INDIANAPOLIS – Indianapolis Public Schools officials passed a resolution Thursday that reaffirmed their commitment to creating a safe and supportive learning environment for all students, regardless of immigration status.
Several executive orders signed over the past few weeks by President Donald Trump have left many immigrants afraid of deportation, and IPS officials said parents and students in their district have expressed similar feelings.
"There is fear there could be raids at any moment, at any place, at any place in time," said Cesar Roman, IPS parent and organizer for Stand for Children Indiana.
The resolution makes it clear to families that deportation will not happen on school grounds. It also states the district is committed to educating every child who walks into an IPS building.
It is a stance the district has always taken, but the resolution reaffirms where IPS stands.
District officials will not require social security numbers for students, nor will they ask a parent about their immigration status. IPS will also continue to follow federal policy, which keeps immigration officers away from schools.

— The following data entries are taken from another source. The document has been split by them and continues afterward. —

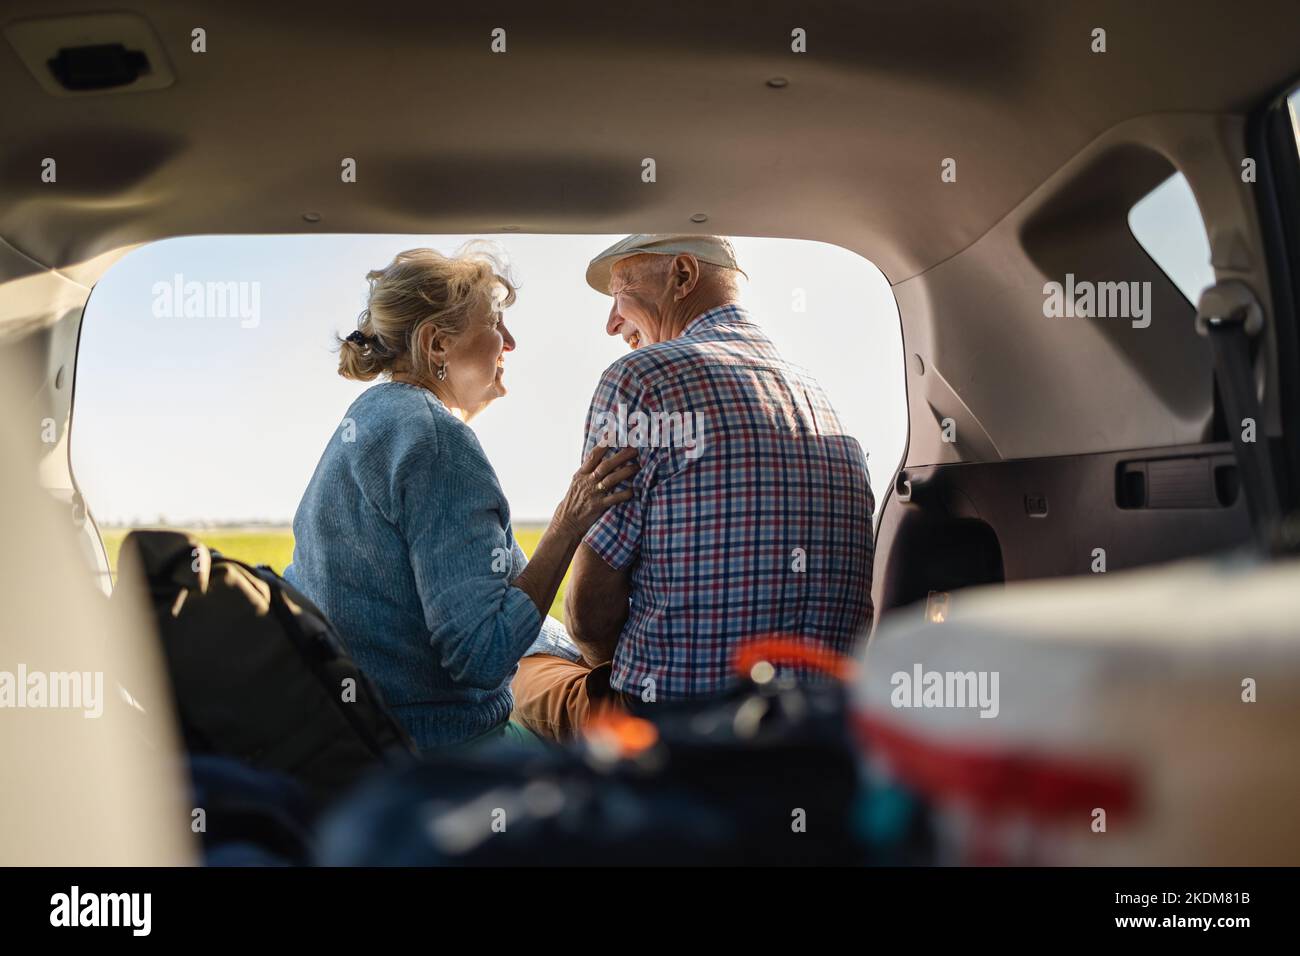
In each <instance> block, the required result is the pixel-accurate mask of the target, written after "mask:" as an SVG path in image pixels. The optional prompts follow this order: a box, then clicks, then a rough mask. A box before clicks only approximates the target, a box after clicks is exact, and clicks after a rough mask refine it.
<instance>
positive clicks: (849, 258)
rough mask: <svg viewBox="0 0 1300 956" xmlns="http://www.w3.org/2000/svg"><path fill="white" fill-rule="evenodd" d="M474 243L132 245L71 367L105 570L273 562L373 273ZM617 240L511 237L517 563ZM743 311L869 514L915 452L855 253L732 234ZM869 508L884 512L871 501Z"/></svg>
mask: <svg viewBox="0 0 1300 956" xmlns="http://www.w3.org/2000/svg"><path fill="white" fill-rule="evenodd" d="M471 238H476V237H468V235H425V237H415V235H324V237H317V235H305V237H304V235H295V237H287V235H279V237H195V238H181V239H168V241H162V242H157V243H153V245H149V246H146V247H143V248H139V250H136V251H134V252H131V254H130V255H127V256H125V258H123V259H122V260H121V261H120V263H117V264H116V265H114V267H113V268H112V269H110V271H109V272H108V273H107V274H105V276H104V277H103V278H101V280H100V282H99V284H98V285H96V286H95V291H94V294H92V297H91V300H90V303H88V304H87V308H86V316H85V321H83V325H82V336H81V345H79V351H78V356H77V406H75V410H74V419H73V425H72V438H73V444H72V467H73V471H74V473H75V476H77V481H78V485H79V486H81V489H82V493H83V496H85V498H86V502H87V506H88V510H90V512H91V515H94V518H95V519H96V523H98V524H99V527H100V529H101V533H103V537H104V541H105V545H107V548H108V551H109V561H110V564H112V563H114V562H116V553H117V545H118V544H120V542H121V538H122V537H125V533H126V531H127V529H130V528H133V527H177V528H188V529H198V531H200V532H201V536H203V538H204V540H205V541H207V542H208V544H209V545H211V546H214V548H217V549H218V550H225V551H227V553H229V554H231V555H234V557H239V558H243V559H246V561H251V562H255V563H257V562H264V563H268V564H270V566H272V567H273V568H276V570H277V571H281V570H283V567H285V564H286V563H289V559H290V557H291V553H292V537H291V535H290V523H291V520H292V515H294V511H295V509H296V506H298V502H299V498H300V496H302V493H303V489H304V488H305V486H307V483H308V480H309V477H311V475H312V471H313V470H315V467H316V463H317V460H318V459H320V455H321V451H322V449H324V447H325V445H326V442H328V441H329V438H330V436H331V434H333V432H334V431H335V429H337V428H338V425H339V420H341V419H342V416H343V414H344V411H346V408H347V406H348V405H350V403H351V401H352V399H354V398H355V397H356V395H357V394H360V393H361V392H363V390H364V389H367V388H369V385H367V384H360V382H352V381H347V380H344V378H341V377H339V376H338V373H337V364H338V360H337V355H335V352H334V346H335V338H334V337H335V334H339V336H346V334H347V333H348V332H351V330H352V329H355V328H356V319H357V315H359V312H360V311H361V310H363V308H364V306H365V293H367V282H365V273H367V272H368V271H370V269H376V268H381V267H383V265H386V264H387V263H389V261H391V259H393V256H394V254H396V252H399V251H402V250H406V248H412V247H420V246H426V247H432V248H435V250H438V251H441V252H448V254H450V252H452V251H454V250H455V248H458V247H459V246H460V245H461V243H463V242H464V241H467V239H471ZM617 238H620V237H612V235H610V237H607V235H504V237H494V238H493V241H494V242H495V243H497V245H498V246H499V247H500V248H502V250H503V251H504V254H506V255H507V258H508V260H510V264H511V269H512V273H513V277H515V278H516V280H517V282H519V298H517V302H516V304H515V306H512V307H511V308H510V310H508V311H507V321H508V325H510V329H511V332H512V334H513V336H515V338H516V339H517V349H516V350H515V351H513V352H511V354H510V355H508V356H507V373H506V384H507V385H508V388H510V394H508V395H506V397H504V398H502V399H498V401H497V402H494V403H493V405H491V406H490V407H489V408H487V410H486V411H485V412H484V414H482V415H480V416H478V418H477V419H474V421H473V428H474V431H476V433H477V434H478V438H480V441H481V442H482V446H484V449H485V451H486V454H487V458H489V459H490V460H491V463H493V466H494V467H495V468H497V472H498V475H499V477H500V481H502V486H503V489H504V492H506V497H507V499H508V501H510V503H511V509H512V520H513V524H515V527H516V532H517V535H519V538H520V544H521V545H523V546H524V549H525V550H530V548H532V545H533V544H536V540H537V537H538V536H539V533H541V529H542V528H543V527H545V524H546V522H547V520H549V519H550V514H551V509H554V506H555V502H556V501H559V499H560V497H562V496H563V493H564V489H565V488H567V485H568V481H569V476H571V475H572V472H573V470H575V468H576V467H577V463H578V462H577V459H578V455H580V451H581V442H582V434H584V424H585V421H584V420H585V415H586V410H588V405H589V402H590V399H591V393H593V389H594V388H595V384H597V381H598V378H599V376H601V372H602V371H603V369H604V368H606V367H607V365H608V364H610V363H611V362H612V360H614V359H615V358H617V356H619V355H621V354H623V351H624V349H625V346H624V343H623V342H621V339H619V338H611V337H608V336H606V333H604V324H606V317H607V315H608V310H610V299H608V298H607V297H604V295H601V294H598V293H595V291H594V290H591V289H590V287H589V286H588V285H586V282H585V281H584V273H585V268H586V263H588V261H589V260H590V258H591V256H593V255H595V254H597V252H599V251H601V250H602V248H604V247H607V246H608V245H611V243H612V242H614V241H616V239H617ZM735 246H736V250H737V255H738V259H740V264H741V267H742V268H744V269H745V272H746V273H748V276H749V281H748V282H745V281H744V280H742V284H741V285H742V304H744V306H746V307H748V308H749V310H750V311H751V312H753V315H754V317H755V319H757V321H759V323H761V324H762V325H763V328H764V329H766V330H767V333H768V334H770V336H771V337H772V338H774V341H775V342H776V345H777V347H779V349H780V350H781V351H783V354H784V355H785V356H787V358H788V359H789V360H792V362H794V363H798V364H801V365H803V367H805V368H807V369H809V371H811V372H813V375H814V376H816V377H818V378H819V380H820V382H822V385H823V386H824V388H826V390H827V393H828V395H829V398H831V401H832V402H833V403H835V406H836V411H837V412H839V416H840V420H841V423H842V424H844V427H845V429H846V431H848V432H849V433H850V434H853V436H854V437H855V438H858V441H859V442H861V444H862V446H863V449H866V451H867V454H868V467H870V471H871V483H872V488H874V490H875V493H876V498H878V506H879V502H880V501H883V497H884V490H885V489H887V488H888V484H889V481H891V479H892V476H893V473H894V471H896V470H897V466H898V463H900V460H901V458H902V453H904V445H905V441H906V429H907V418H906V393H905V384H904V367H902V339H901V330H900V323H898V311H897V306H896V303H894V298H893V293H892V290H891V289H889V285H888V281H887V280H885V278H884V276H883V274H881V273H880V271H879V269H876V267H875V265H872V264H871V263H870V261H867V260H866V259H863V258H861V256H858V255H857V254H854V252H850V251H848V250H844V248H840V247H837V246H831V245H826V243H819V242H809V241H794V239H762V238H737V239H735ZM878 515H879V507H878Z"/></svg>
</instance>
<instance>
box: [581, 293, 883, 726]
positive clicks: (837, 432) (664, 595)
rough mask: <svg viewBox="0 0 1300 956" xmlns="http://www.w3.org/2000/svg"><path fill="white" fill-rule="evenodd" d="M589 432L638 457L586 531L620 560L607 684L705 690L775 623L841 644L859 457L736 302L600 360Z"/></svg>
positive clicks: (657, 694)
mask: <svg viewBox="0 0 1300 956" xmlns="http://www.w3.org/2000/svg"><path fill="white" fill-rule="evenodd" d="M602 437H603V438H606V441H607V442H608V444H611V445H632V446H636V447H638V449H640V454H638V460H640V464H641V470H640V472H638V473H637V475H636V477H634V479H633V498H632V501H628V502H625V503H623V505H619V506H616V507H614V509H611V510H610V511H607V512H606V514H604V515H603V516H602V518H601V519H599V520H598V522H597V523H595V525H594V527H593V528H591V529H590V531H589V532H588V535H586V544H588V545H590V546H591V549H594V550H595V551H597V554H599V555H601V557H602V558H603V559H604V561H606V562H607V563H608V564H610V566H611V567H614V568H616V570H623V568H629V567H630V568H632V572H630V580H632V601H630V607H629V615H628V620H627V624H625V626H624V628H623V633H621V636H620V639H619V644H617V649H616V652H615V657H614V672H612V676H611V680H610V683H611V685H612V687H615V688H617V689H620V691H623V692H624V693H632V695H637V696H638V697H642V698H645V697H647V696H649V695H647V692H649V691H651V689H653V693H654V697H655V698H656V700H671V698H682V697H698V696H706V695H711V693H716V692H719V691H722V689H723V688H724V687H725V685H727V684H728V683H729V682H731V679H732V670H731V666H732V658H733V656H735V652H736V649H737V646H738V645H740V644H742V643H744V641H745V640H746V639H750V637H758V636H763V635H770V633H777V632H779V633H783V635H788V636H801V637H805V639H807V640H809V641H810V643H815V644H816V645H818V646H820V648H827V649H833V650H839V652H849V650H852V648H853V645H854V643H855V640H857V639H858V637H859V636H861V635H863V633H865V631H866V628H867V627H868V626H870V623H871V594H870V589H871V558H872V551H874V546H872V528H871V514H872V511H874V509H875V499H874V498H872V494H871V486H870V483H868V479H867V463H866V457H865V454H863V451H862V446H861V445H859V444H858V442H857V441H855V440H854V438H852V437H850V436H848V434H845V433H844V429H842V428H841V427H840V421H839V419H837V418H836V415H835V411H833V410H832V408H831V403H829V401H828V399H827V397H826V394H824V393H823V392H822V388H820V386H819V385H818V384H816V381H815V380H814V378H813V377H811V376H809V375H807V373H806V372H803V371H802V369H800V368H797V367H794V365H792V364H789V363H788V362H785V360H784V359H783V358H781V356H780V355H779V354H777V351H776V349H775V346H774V345H772V342H771V339H768V338H767V336H766V334H763V330H762V329H761V328H759V326H758V325H755V324H754V323H753V321H751V320H750V317H749V315H748V313H746V312H745V311H744V310H741V308H738V307H736V306H722V307H718V308H714V310H710V311H707V312H705V313H702V315H699V316H697V317H695V319H694V320H692V323H690V324H689V325H688V326H686V328H685V330H684V332H682V334H681V336H679V337H677V338H673V339H671V341H668V342H659V343H655V345H650V346H643V347H641V349H637V350H636V351H633V352H629V354H628V355H625V356H623V358H620V359H619V360H617V362H615V363H614V364H612V365H610V368H607V369H606V372H604V375H603V376H602V378H601V382H599V385H598V386H597V389H595V395H594V397H593V399H591V408H590V412H589V415H588V431H586V442H585V447H584V454H589V453H590V450H591V447H593V446H594V445H595V444H597V441H599V440H601V438H602ZM651 682H653V683H651Z"/></svg>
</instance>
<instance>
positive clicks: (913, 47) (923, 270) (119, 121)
mask: <svg viewBox="0 0 1300 956" xmlns="http://www.w3.org/2000/svg"><path fill="white" fill-rule="evenodd" d="M133 7H134V9H135V10H136V12H139V13H142V14H143V16H144V17H146V18H147V20H148V21H149V23H151V25H152V26H153V29H155V31H156V33H157V35H159V38H160V39H161V42H162V46H164V47H165V49H166V55H168V57H169V60H170V65H172V69H173V72H174V74H175V82H174V85H172V86H170V87H168V88H164V90H156V91H139V92H117V94H101V95H86V96H59V98H56V96H52V95H49V94H47V92H45V91H44V90H42V88H40V87H39V86H38V83H36V81H35V79H34V77H32V75H31V74H30V73H29V72H27V69H26V68H25V66H23V64H22V62H21V61H19V59H18V56H17V55H16V52H14V49H13V48H10V46H9V44H8V43H4V44H0V47H3V51H0V85H3V88H4V90H5V91H6V95H5V96H4V98H3V100H0V126H3V129H4V131H5V135H4V144H3V147H0V164H3V170H4V174H3V176H0V237H3V239H4V241H5V242H6V243H8V245H9V246H10V247H12V250H5V255H4V256H3V260H4V261H3V273H0V277H3V278H5V280H8V278H13V277H17V276H22V274H25V273H32V272H39V271H42V267H53V268H65V267H70V265H74V264H78V263H85V261H87V260H91V259H92V258H95V256H99V255H100V254H104V252H108V251H110V250H114V248H120V247H123V246H130V245H134V243H140V242H147V241H153V239H160V238H165V237H172V235H185V234H204V233H208V234H211V233H227V234H239V233H421V234H429V233H497V232H502V230H520V232H533V233H617V232H714V233H724V234H733V235H783V237H789V238H813V239H822V241H827V242H833V243H837V245H841V246H845V247H848V248H852V250H854V251H857V252H859V254H862V255H865V256H867V258H868V259H871V260H872V261H874V263H875V264H876V265H879V267H880V268H881V271H883V272H884V273H885V276H887V277H888V278H889V280H891V281H892V282H894V284H897V282H901V281H904V280H906V278H909V277H911V276H915V274H918V273H920V272H923V271H926V269H927V268H930V267H932V265H935V264H936V263H940V261H943V260H945V259H948V258H950V256H953V255H956V254H958V252H959V251H961V250H963V248H966V247H967V246H970V245H971V243H972V242H974V241H975V239H978V238H979V237H980V235H982V234H984V233H985V232H987V230H988V229H989V228H992V226H993V225H995V224H996V222H997V221H998V220H1000V219H1001V217H1002V216H1004V215H1005V213H1008V211H1010V209H1011V208H1014V207H1015V206H1017V203H1019V202H1021V200H1022V199H1024V198H1026V196H1027V195H1028V194H1030V193H1031V191H1032V190H1034V189H1035V187H1036V186H1039V185H1040V183H1041V182H1044V181H1045V179H1047V178H1048V177H1049V176H1050V174H1052V173H1053V172H1054V170H1057V169H1060V168H1061V166H1062V165H1063V164H1065V163H1066V161H1069V159H1070V157H1071V156H1074V155H1075V153H1078V152H1079V151H1080V150H1082V148H1084V147H1086V146H1087V144H1088V143H1089V142H1091V140H1092V139H1095V138H1096V137H1099V134H1101V133H1102V131H1105V130H1108V129H1110V127H1113V126H1114V125H1117V124H1119V122H1122V121H1125V120H1127V118H1131V117H1135V116H1141V114H1145V113H1152V112H1170V111H1197V112H1242V111H1244V109H1247V108H1249V107H1251V105H1253V104H1256V103H1257V101H1260V100H1261V99H1262V98H1265V96H1268V95H1270V94H1273V92H1275V91H1277V90H1278V88H1279V87H1281V86H1282V85H1283V83H1286V82H1287V81H1288V78H1290V77H1291V75H1292V73H1294V70H1296V68H1297V65H1300V33H1297V31H1296V30H1295V26H1296V21H1295V9H1296V8H1295V5H1294V3H1284V1H1278V0H1242V1H1238V3H1232V4H1230V5H1229V4H1222V3H1143V4H1134V3H1127V1H1125V3H1089V4H1087V5H1066V4H1053V3H1041V0H1027V1H1023V3H1021V1H1013V3H1000V4H996V5H989V4H978V5H976V4H970V3H965V1H962V0H913V1H910V3H907V4H897V3H870V4H852V5H850V4H836V3H807V4H801V5H797V7H788V5H784V4H780V5H772V4H767V5H758V7H757V8H755V5H754V4H751V3H722V4H712V5H710V7H707V8H706V7H705V5H701V4H681V3H660V4H654V5H647V7H646V5H628V7H620V5H616V4H594V3H568V4H547V5H546V9H542V7H541V5H537V4H519V3H503V4H494V5H493V7H491V8H490V10H481V9H474V8H463V7H461V8H458V9H456V10H455V13H454V14H451V13H447V12H446V10H442V9H438V8H435V7H433V5H430V4H385V9H383V13H382V14H380V13H376V12H372V10H369V9H367V8H364V7H356V5H351V4H350V5H347V7H342V5H334V4H322V3H312V4H282V3H274V4H266V3H247V1H246V0H238V1H235V3H224V4H221V5H220V7H216V8H211V9H209V8H207V7H205V5H203V4H198V3H192V1H188V0H165V1H160V0H140V1H139V3H135V4H133ZM335 7H337V8H338V9H337V10H334V9H333V8H335ZM6 8H8V10H6V14H8V17H6V20H5V25H9V23H12V22H13V21H16V20H19V18H23V17H45V16H52V14H55V13H79V12H83V10H81V9H78V5H77V4H69V3H49V0H13V1H12V3H9V4H6ZM194 27H203V29H204V30H205V31H207V52H204V53H195V52H191V49H190V36H191V30H192V29H194ZM494 27H502V29H504V30H506V31H507V34H506V36H507V52H506V53H493V52H491V51H490V48H489V44H490V39H491V38H490V34H491V30H493V29H494ZM796 27H802V29H803V30H806V33H807V52H806V53H794V52H792V49H790V31H792V30H793V29H796ZM1097 27H1101V29H1104V30H1105V31H1106V47H1108V48H1106V52H1104V53H1095V52H1092V31H1093V29H1097ZM772 77H784V78H787V79H788V86H785V87H784V88H772V87H770V86H768V85H767V81H768V79H770V78H772ZM47 156H48V157H55V159H56V160H57V164H59V166H57V172H59V178H57V182H56V183H43V182H42V179H40V168H42V166H40V164H42V160H43V159H44V157H47ZM344 157H352V159H355V160H356V165H357V181H356V182H355V183H344V182H342V181H341V174H339V172H341V163H342V160H343V159H344ZM647 157H650V159H654V160H655V166H656V169H655V172H656V176H655V182H650V183H647V182H643V181H642V160H643V159H647ZM945 159H954V160H956V161H957V166H956V170H957V182H943V181H941V178H940V170H941V163H943V161H944V160H945ZM308 212H312V213H320V216H321V221H320V222H316V224H309V222H307V221H304V219H303V216H304V213H308ZM695 213H705V215H706V216H707V217H708V219H707V222H706V224H695V222H693V221H692V219H690V217H692V216H693V215H695ZM101 268H103V264H100V265H98V267H96V265H92V267H87V268H83V269H82V271H81V272H79V273H77V272H75V271H74V274H75V277H77V278H78V281H79V282H83V284H90V282H92V281H94V280H95V278H98V271H100V269H101ZM4 311H5V312H8V310H4Z"/></svg>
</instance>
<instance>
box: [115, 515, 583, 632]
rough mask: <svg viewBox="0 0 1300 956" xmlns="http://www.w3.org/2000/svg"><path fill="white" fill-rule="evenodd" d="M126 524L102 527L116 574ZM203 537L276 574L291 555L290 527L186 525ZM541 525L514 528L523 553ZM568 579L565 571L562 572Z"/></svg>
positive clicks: (293, 552) (293, 544)
mask: <svg viewBox="0 0 1300 956" xmlns="http://www.w3.org/2000/svg"><path fill="white" fill-rule="evenodd" d="M129 531H130V528H103V529H101V533H103V537H104V549H105V550H107V551H108V564H109V567H110V568H113V574H114V575H116V574H117V551H118V550H120V549H121V546H122V538H123V537H126V533H127V532H129ZM187 531H192V532H194V535H195V536H196V537H198V538H199V540H200V541H203V544H205V545H207V546H208V548H213V549H216V550H218V551H221V553H222V554H229V555H230V557H231V558H238V559H239V561H246V562H248V563H250V564H269V566H270V567H273V568H274V570H276V572H277V574H283V572H285V567H286V566H287V564H289V562H290V561H291V559H292V557H294V532H292V531H291V529H290V528H243V529H240V528H216V529H207V531H205V529H187ZM542 531H545V528H542V527H541V525H524V527H520V528H515V537H516V540H517V541H519V546H520V548H523V549H524V554H526V555H528V557H533V549H534V548H537V542H538V540H541V537H542ZM564 581H565V583H567V581H568V575H564ZM551 617H552V618H559V619H560V620H564V584H560V592H559V593H558V594H556V596H555V602H554V604H552V605H551Z"/></svg>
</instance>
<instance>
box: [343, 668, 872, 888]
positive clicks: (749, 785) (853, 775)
mask: <svg viewBox="0 0 1300 956" xmlns="http://www.w3.org/2000/svg"><path fill="white" fill-rule="evenodd" d="M750 670H751V669H749V667H746V669H745V671H746V672H749V671H750ZM859 797H862V792H861V790H859V780H858V765H857V750H855V747H854V743H853V741H852V739H850V736H849V731H848V722H846V704H845V688H844V685H842V684H841V683H839V682H818V680H806V679H783V678H775V679H761V680H746V682H744V683H742V684H741V685H740V687H737V688H735V691H732V692H731V693H728V695H725V696H723V697H719V698H714V700H703V701H694V702H689V704H677V705H662V706H658V708H654V706H651V708H643V709H642V710H641V714H640V715H632V714H621V713H614V714H608V715H607V718H599V719H598V721H597V722H595V723H594V724H593V726H591V727H589V728H588V730H586V732H585V734H584V736H582V737H581V739H580V740H578V741H575V743H573V744H569V745H567V747H565V748H563V749H562V748H551V749H550V750H546V752H541V753H539V752H537V750H536V749H528V748H515V747H512V745H510V744H504V743H503V744H499V745H497V747H484V748H477V749H476V750H473V752H465V753H447V754H435V756H433V757H429V758H428V760H425V761H424V762H421V763H420V765H416V766H412V767H407V769H403V770H398V771H395V773H391V774H383V775H380V777H377V778H374V779H373V780H370V782H368V783H367V784H365V786H364V787H361V788H359V790H357V791H356V792H355V793H352V795H351V796H350V797H348V799H347V800H346V801H342V803H341V804H338V805H335V806H334V808H333V809H331V810H330V813H329V816H328V818H326V819H325V821H322V826H321V829H320V832H318V843H317V845H318V848H320V851H318V862H321V864H324V865H331V866H376V865H380V866H411V865H419V866H426V865H459V866H465V865H602V866H611V865H612V866H619V865H630V866H645V865H651V866H653V865H853V864H862V862H868V861H871V860H872V853H871V849H870V848H868V847H867V843H866V839H865V834H863V832H862V830H861V827H859V826H858V821H857V810H858V806H859Z"/></svg>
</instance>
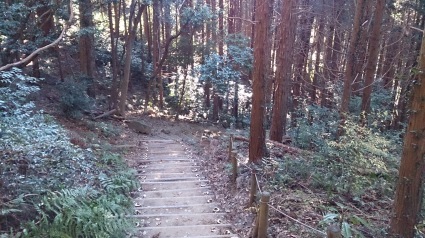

“Children are constantly thinking about this,” said Roman. “I just had a mom tell me, ‘I think my children are going to bed thinking about this every night and how do I deal with the psychiatric trauma it has caused my children?’”
While the resolution can’t protect undocumented families at all times, IPS’ goal is to protect them while on school grounds.
In April 2016, IPS unveiled its Newcomer Program, that began providing additional academic and community support to students and families that recently immigrated to the U.S.